Nelle cinque pagine consegnate lunedì sera al Tesoro, i creditori respingono la richiesta del governo di ridurre il debito dell’85% e avanzano la loro, mettendo in evidenza come il loro impegno nei confronti degli azionisti sia recuperare il massimo. Senza giri di parole, le banche spiegano così al Tesoro che in caso di bancarotta di Chrysler potrebbero arrivare a recuperare almeno il 65% del loro investimento. Mentre l’amministratore delegato di Fiat Sergio Marchionne si appresta a rientrare a Torino per il consiglio di amministrazione e la scadenza fissata dalla task force di Obama si avvicina, il presidente di Fiat Luca Cordero di Montezemolo lascia aperta la porta a possibili alleanze nel caso in cui l’accordo con Chrysler non andasse in porto.

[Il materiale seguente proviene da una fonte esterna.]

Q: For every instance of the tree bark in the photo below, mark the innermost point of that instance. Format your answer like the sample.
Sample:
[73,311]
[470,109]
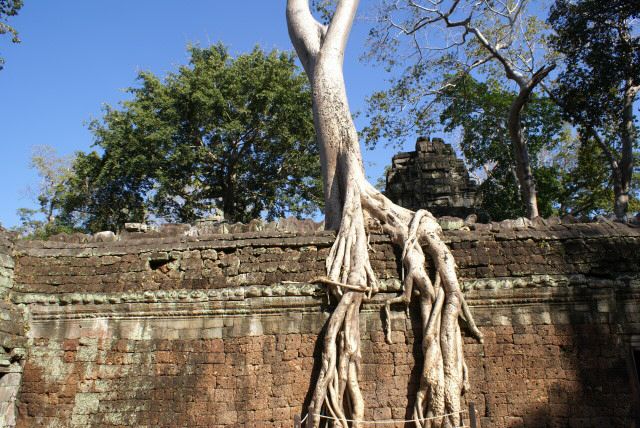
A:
[350,203]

“Noi guardiamo con attenzione a tutto, non escludiamo nulla. Tutto quello che vale lo guardiamo”, afferma Montezemolo. Per il Financial Times l’opzione successiva potrebbe essere la Opel, per la quale – secondo il tedesco Rheinischen Post – il fondo Cerberus (che attualmente controlla l’80,1% di Chrysler) e Fiat potrebbero valutare una “soluzione europea” con un ingresso nel capitale. In attesa di notizie certe, a Piazza Affari il titolo arriva a perdere oltre il 6% e chiude con una flessione del 3,32% a 7,28 euro. Vivaci gli scambi per oltre 88,3 milioni di pezzi passati di mano, pari all’8% del capitale.

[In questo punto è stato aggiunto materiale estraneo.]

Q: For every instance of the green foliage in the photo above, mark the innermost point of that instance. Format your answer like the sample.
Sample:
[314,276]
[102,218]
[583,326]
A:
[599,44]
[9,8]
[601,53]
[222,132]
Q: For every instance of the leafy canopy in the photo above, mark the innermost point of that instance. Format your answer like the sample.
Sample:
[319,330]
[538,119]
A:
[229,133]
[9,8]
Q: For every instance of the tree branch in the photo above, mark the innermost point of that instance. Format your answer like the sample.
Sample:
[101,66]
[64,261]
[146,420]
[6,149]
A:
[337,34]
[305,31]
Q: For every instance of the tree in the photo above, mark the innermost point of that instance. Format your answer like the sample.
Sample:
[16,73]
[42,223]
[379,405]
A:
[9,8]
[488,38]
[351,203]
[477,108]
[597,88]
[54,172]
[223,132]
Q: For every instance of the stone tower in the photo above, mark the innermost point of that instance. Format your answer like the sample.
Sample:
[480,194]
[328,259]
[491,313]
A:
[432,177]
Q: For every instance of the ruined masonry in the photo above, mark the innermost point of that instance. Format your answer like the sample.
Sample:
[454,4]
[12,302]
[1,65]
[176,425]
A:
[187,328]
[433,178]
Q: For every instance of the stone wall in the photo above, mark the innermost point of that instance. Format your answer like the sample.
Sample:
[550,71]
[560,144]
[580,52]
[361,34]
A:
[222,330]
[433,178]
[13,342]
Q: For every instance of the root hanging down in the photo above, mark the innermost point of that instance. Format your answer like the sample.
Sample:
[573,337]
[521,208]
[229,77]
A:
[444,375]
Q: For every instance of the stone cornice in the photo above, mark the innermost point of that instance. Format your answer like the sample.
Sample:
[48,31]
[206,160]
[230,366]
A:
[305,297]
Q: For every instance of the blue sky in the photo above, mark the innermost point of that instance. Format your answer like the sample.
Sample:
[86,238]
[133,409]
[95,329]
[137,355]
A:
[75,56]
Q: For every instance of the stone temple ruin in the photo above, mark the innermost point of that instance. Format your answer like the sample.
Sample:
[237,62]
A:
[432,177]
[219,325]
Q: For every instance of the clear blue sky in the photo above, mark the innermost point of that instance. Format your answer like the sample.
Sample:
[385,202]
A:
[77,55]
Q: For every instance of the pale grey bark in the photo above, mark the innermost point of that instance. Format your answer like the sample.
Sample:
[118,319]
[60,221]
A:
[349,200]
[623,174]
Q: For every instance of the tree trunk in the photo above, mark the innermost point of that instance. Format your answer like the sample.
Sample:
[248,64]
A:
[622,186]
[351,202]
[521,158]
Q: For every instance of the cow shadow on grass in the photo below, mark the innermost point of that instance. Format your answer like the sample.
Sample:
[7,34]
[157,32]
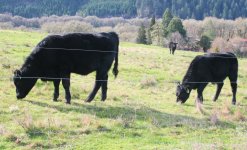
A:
[139,113]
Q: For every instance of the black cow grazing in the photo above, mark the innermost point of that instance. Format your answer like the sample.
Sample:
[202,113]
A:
[172,47]
[214,68]
[57,56]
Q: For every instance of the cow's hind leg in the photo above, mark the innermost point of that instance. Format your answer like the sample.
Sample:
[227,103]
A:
[200,91]
[97,85]
[219,87]
[66,86]
[234,89]
[104,88]
[56,89]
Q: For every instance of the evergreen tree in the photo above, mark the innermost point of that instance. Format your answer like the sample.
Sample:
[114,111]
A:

Nella contro offerta presentate i creditori si dicono “preparati a tagliare il debito Chrysler di 2,4 miliardi di dollari a 4,5 miliardi, in cambio di quota di minoranza che potrebbe essere compresa – secondo indiscrezioni -fra il 33% e il 40%. L’accordo fra Fiat e Chrysler dovrebe prevedere che a Torino vada il 20% di Chrysler con la possibilità – secondo indiscrezioni – di salire fino al 35% a blocchi di cinque punti percentuali. Al sindacato dovrebbe United Auto Worker (Uaw) dovrebbe andare un altro 20% mentre a un fondo del governo potrebbe andare la quota restante, compreso il 15% con cui Fiat potrebbe arrotondare la propria partecipazione passata la fase iniziale. “Quanto il governo aveva chiesto era senza precedenti nella storia americana. La nostra reazione alla proposta – spiegano fonti vicine ai creditori al Wall Sreet Journal – e stata: Dimenticatevelo”.

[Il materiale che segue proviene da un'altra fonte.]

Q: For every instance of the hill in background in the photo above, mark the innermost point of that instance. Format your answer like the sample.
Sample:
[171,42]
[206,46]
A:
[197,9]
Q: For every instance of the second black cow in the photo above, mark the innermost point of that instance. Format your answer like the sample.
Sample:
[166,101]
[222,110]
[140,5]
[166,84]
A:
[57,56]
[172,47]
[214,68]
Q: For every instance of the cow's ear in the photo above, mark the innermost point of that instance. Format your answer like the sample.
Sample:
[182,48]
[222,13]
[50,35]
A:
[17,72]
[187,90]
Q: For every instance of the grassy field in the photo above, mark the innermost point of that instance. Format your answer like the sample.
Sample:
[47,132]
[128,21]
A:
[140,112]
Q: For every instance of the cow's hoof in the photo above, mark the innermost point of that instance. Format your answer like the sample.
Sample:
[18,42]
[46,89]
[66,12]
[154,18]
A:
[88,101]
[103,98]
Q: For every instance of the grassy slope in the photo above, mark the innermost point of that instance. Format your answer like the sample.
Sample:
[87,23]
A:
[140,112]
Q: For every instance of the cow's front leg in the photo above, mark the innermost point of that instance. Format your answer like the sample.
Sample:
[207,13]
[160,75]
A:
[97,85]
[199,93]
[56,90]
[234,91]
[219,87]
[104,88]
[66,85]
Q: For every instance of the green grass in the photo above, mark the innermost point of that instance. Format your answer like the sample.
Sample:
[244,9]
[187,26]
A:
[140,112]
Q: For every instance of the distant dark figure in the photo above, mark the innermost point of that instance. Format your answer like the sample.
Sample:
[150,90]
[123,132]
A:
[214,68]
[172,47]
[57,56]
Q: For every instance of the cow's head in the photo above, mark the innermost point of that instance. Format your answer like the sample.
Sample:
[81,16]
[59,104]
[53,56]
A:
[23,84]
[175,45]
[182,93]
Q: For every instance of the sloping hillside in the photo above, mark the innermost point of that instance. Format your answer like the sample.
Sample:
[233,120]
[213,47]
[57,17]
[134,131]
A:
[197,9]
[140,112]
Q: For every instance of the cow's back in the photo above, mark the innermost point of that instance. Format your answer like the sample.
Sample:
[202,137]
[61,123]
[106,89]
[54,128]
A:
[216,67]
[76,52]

In vista dell’approssimarsi del 30 aprile, data entro la quale non è escluso che Marchionne torni nuovamente negli Usa per chiudere la partita, dal mondo politico continua invece ad arrivare un plauso alla possibile alleanza con la casa di Detroit. “Non so quante chance possa avere l’operazione perché non la conosco nei dettagli – afferma il premier Silvio Berlusconi – ma ho fatto i miei auguri più convinti affinché possa andare in porto e dia alla Fiat una grande spinta e la possibilità di contare anche nel mondo internazionale e sul mercato americano”. “Il governo – dice il ministro per lo Sviluppo Economico, Claudio Scajola – si augura che si raggiunga l’accordo tra Fiat e Chrysler.